I read this fascinating paragraph about the masculine psyche in a novel by Anthony Trollope: “The blow to him was very heavy. Men but seldom tell the truth of what is in them, even to their dearest friends; they are ashamed of having feelings, or rather of showing that they are troubled by any intensity of feeling. It is the practice of the time to treat all pursuits as though they were only half important to us, as though in what we desire we were only half in earnest. To be visibly eager seems childish, and is always bad policy; and men, therefore, nowadays, though they strive as hard as ever in the service of ambition –harder than ever in that of mammon—usually do so with a pleasant smile on, as though after all they were but amusing themselves in the little matter in hand.”

Back in 2002 I was describing a heroic seminarian with cancer of the tongue who left for long tortuous treatments. No use asking why You allow such sufferings, Jesus. Glimpses of the reasons come from time to time, especially when it is ourselves who bear the greatest pain, but still Your allowing such pain always be shrouded in mystery. My godfather used to teach that if you put all the suffering and joy of life on earth in the balances, no one would have hope. It is Jesus on the Cross that tips the balance for us.

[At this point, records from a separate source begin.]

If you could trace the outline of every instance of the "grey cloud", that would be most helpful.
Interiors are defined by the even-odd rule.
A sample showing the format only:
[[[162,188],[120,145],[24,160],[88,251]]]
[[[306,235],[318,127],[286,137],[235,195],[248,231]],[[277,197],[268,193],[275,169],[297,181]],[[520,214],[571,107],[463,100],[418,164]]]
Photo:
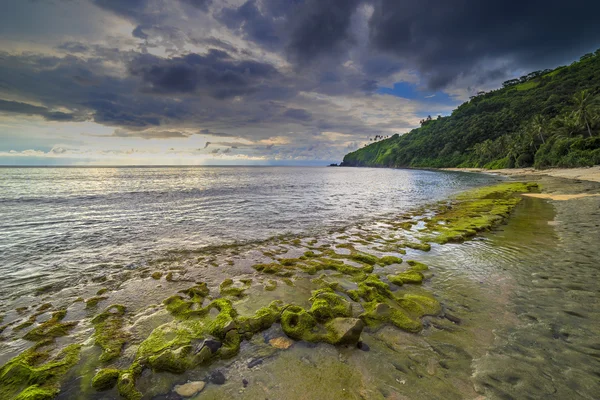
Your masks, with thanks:
[[[216,99],[241,96],[261,88],[278,72],[271,64],[234,60],[222,50],[207,54],[160,58],[149,54],[134,59],[129,70],[154,93],[206,93]]]
[[[418,69],[432,89],[460,76],[479,82],[516,69],[569,62],[600,43],[600,3],[584,0],[375,0],[374,49]],[[503,62],[504,72],[487,71]]]
[[[296,119],[299,121],[310,121],[312,120],[312,115],[308,111],[302,108],[289,108],[283,113],[284,117],[288,117],[291,119]]]
[[[39,107],[27,103],[21,103],[18,101],[8,101],[0,99],[0,112],[2,111],[15,114],[37,115],[43,117],[48,121],[81,121],[84,119],[81,117],[78,118],[73,114],[51,111],[46,107]]]

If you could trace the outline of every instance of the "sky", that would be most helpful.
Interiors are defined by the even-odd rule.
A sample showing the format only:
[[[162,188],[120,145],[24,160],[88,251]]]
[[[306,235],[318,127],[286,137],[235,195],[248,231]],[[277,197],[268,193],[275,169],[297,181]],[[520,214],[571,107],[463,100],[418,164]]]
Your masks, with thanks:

I have some friends who make their born-again Church the center of their lives. They were visiting and to my surprise mentioned that their 4 year old is not having candy for 40 days since they are all trying in their Church to do something to commemorate the 40 Days of Jesus in the desert! I think, probably, they have some ex-Catholics who remember Lent! I was wondering how the Holy Spirit might be using this type of cross-over for eventual reconciliation of the Churches. For example, some of these Churches have some kind of “communion service” more often in these times than previously.